How much the faith community has to offer our divided and increasingly hostile world. Silence and solitude have been devoured by technology—the Church can be a place of stillness. Partisanship and hatred of the other have eroded our humanity—the Church can be a place of embrace through Christ’s transcendent work.
Perhaps no one lived this message more vividly in modern history than Abraham Joshua Heschel. At the 1953 gathering of the Rabbinical Assembly of America, Rabbi Heschel reflected:
If “prayer is the expression of the sense of being at home in the universe,” then the Psalmist who exclaimed, “I am a stranger on the earth hide not your commandments from me,” was a person who grievously misunderstood the nature of prayer. Throughout many centuries of Jewish history, the true motivation for prayer was not, “The sense of being at home at the universe,” but the sense of not being at home in the universe.
We could not but experience anxiety and spiritual homelessness in the sight of much suffering and evil, in the countless examples of failure to live up to the will of God. That experience gained in intensity by the soul-stirring awareness that God himself was not at home in a universe where his will is defied, where his kingship is denied.
To pray, then, means to bring God back into the world, to establish his kingship, to let his glory prevail. This is why in the greatest moments of our lives, on the Days of Awe, we cry out of the depth of our disconcerted souls, a prayer for redemption.
Great is the power of prayer…. The problem is not how to revitalize prayer; the problem is how to revitalize ourselves. Let us begin to cultivate those thoughts and virtues without which our worship becomes, of necessity, a prayer for the dead—for ideas which are dead to our hearts.
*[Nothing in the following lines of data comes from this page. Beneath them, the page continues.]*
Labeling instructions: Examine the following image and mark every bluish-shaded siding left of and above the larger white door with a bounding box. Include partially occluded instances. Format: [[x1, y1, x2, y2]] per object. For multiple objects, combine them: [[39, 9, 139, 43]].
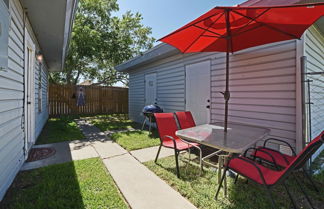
[[129, 53, 215, 122]]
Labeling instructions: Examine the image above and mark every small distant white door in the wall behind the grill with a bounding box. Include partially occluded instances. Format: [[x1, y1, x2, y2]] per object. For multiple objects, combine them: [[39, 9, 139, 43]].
[[145, 73, 157, 105]]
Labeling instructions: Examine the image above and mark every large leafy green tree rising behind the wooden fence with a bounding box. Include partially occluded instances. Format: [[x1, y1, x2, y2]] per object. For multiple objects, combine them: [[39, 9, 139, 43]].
[[50, 0, 155, 85]]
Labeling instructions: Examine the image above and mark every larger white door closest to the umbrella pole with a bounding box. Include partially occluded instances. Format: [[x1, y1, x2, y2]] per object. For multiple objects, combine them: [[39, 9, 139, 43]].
[[186, 60, 210, 125]]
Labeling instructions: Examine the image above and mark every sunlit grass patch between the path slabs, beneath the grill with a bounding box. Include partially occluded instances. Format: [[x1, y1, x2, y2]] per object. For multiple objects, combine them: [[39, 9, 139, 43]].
[[111, 131, 160, 151]]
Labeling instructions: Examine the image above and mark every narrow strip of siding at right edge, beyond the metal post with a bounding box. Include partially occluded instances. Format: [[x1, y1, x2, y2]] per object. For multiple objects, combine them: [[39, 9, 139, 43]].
[[304, 27, 324, 157]]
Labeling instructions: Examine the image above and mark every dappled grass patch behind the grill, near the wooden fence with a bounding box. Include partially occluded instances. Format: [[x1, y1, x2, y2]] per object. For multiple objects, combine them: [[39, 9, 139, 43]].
[[91, 114, 141, 131]]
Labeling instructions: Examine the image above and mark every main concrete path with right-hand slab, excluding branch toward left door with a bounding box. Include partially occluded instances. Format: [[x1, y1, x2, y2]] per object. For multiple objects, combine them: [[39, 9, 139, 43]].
[[78, 121, 196, 209]]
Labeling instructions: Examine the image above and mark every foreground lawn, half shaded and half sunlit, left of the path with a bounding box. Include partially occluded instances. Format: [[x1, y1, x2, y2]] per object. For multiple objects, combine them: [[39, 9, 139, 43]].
[[0, 158, 128, 209]]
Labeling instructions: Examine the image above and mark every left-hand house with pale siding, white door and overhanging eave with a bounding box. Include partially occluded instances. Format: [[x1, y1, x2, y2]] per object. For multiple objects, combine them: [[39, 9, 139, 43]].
[[0, 0, 77, 200]]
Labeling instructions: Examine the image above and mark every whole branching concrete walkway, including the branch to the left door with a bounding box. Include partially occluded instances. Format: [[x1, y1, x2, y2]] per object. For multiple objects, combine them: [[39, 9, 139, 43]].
[[23, 120, 196, 209]]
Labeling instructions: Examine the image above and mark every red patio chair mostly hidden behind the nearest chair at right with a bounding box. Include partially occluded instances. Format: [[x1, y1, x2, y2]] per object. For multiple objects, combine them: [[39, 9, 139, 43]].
[[253, 131, 324, 192]]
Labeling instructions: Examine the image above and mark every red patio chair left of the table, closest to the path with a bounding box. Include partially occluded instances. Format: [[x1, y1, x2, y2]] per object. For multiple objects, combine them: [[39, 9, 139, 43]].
[[154, 113, 201, 178]]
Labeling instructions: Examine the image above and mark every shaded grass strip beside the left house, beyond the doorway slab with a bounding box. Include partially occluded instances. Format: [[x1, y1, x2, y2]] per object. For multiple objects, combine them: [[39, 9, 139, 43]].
[[36, 116, 84, 144]]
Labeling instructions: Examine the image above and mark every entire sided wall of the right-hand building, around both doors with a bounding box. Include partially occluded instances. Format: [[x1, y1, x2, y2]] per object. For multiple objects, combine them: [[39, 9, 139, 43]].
[[129, 41, 296, 149]]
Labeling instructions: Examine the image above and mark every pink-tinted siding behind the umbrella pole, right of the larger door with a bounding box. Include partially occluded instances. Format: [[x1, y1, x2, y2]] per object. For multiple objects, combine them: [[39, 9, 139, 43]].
[[211, 41, 296, 149]]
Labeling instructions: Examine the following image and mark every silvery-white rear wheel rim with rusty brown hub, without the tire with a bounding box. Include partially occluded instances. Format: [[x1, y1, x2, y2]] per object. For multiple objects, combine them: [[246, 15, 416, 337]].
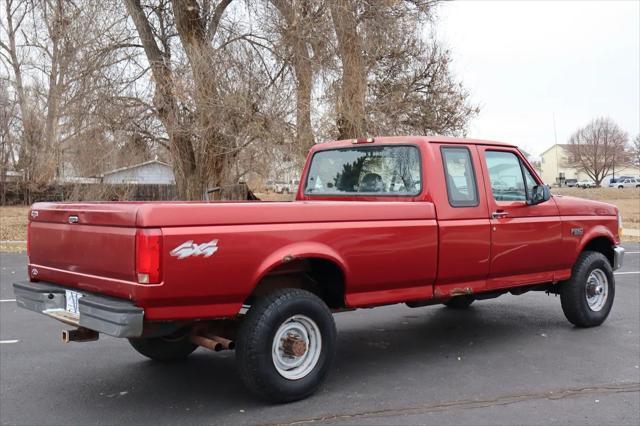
[[271, 315, 322, 380]]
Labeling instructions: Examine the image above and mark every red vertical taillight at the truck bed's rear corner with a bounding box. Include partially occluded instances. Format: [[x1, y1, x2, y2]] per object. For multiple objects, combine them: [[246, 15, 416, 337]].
[[136, 229, 162, 284]]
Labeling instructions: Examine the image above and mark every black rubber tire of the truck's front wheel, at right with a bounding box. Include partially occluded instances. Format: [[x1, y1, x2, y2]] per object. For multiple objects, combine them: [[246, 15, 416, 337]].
[[560, 251, 616, 327]]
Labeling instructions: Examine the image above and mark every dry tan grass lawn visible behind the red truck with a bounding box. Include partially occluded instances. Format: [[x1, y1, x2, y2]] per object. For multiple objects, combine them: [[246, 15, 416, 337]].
[[0, 188, 640, 252]]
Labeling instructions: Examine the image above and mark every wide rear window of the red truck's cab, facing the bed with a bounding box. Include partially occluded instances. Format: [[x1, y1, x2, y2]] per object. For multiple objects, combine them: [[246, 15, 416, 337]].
[[305, 146, 422, 195]]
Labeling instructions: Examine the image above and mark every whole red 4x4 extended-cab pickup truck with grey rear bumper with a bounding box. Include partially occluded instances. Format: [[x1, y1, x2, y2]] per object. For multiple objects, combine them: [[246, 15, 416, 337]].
[[14, 137, 624, 402]]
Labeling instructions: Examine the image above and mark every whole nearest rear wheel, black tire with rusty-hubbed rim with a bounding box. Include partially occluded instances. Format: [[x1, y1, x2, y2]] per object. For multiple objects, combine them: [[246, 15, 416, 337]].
[[236, 289, 336, 402]]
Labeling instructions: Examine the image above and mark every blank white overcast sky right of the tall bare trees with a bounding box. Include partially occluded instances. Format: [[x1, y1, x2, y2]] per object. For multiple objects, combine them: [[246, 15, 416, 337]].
[[437, 0, 640, 154]]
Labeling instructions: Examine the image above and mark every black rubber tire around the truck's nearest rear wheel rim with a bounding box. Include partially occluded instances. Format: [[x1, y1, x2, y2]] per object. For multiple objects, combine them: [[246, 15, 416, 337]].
[[236, 289, 336, 403]]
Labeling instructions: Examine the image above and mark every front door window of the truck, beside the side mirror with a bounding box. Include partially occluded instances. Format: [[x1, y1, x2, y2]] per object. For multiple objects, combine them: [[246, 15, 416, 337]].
[[485, 151, 536, 201]]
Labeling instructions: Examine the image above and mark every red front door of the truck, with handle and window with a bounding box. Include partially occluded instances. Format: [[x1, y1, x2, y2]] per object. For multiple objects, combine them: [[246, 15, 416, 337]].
[[478, 146, 562, 289]]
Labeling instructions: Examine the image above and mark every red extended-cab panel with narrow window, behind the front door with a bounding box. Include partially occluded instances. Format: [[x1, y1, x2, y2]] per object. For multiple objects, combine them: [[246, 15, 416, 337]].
[[428, 144, 491, 298]]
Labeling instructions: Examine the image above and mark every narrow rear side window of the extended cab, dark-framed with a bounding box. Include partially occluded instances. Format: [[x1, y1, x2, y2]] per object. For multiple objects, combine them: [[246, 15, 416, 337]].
[[441, 147, 478, 207]]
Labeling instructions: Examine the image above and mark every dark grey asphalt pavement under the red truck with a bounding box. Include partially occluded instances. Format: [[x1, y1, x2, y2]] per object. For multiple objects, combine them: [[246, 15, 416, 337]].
[[0, 244, 640, 425]]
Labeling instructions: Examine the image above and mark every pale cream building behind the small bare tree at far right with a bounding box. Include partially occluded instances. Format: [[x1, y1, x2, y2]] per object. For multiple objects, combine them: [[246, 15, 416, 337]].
[[540, 144, 640, 186]]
We must not surrender to the power of platitudes. If our rational methods are deficient and too weak to plumb the depth of faith, let us go into stillness and wait for the age in which reason will learn to appreciate the spirit rather than accept standardized notions that stifle the mind and stultify the soul….
To Judaism, the purpose of prayer is not to satisfy an emotional need. Prayer is not a need, but an ontological necessity, an act that expresses the very essence of man. He who has never prayed is not fully human.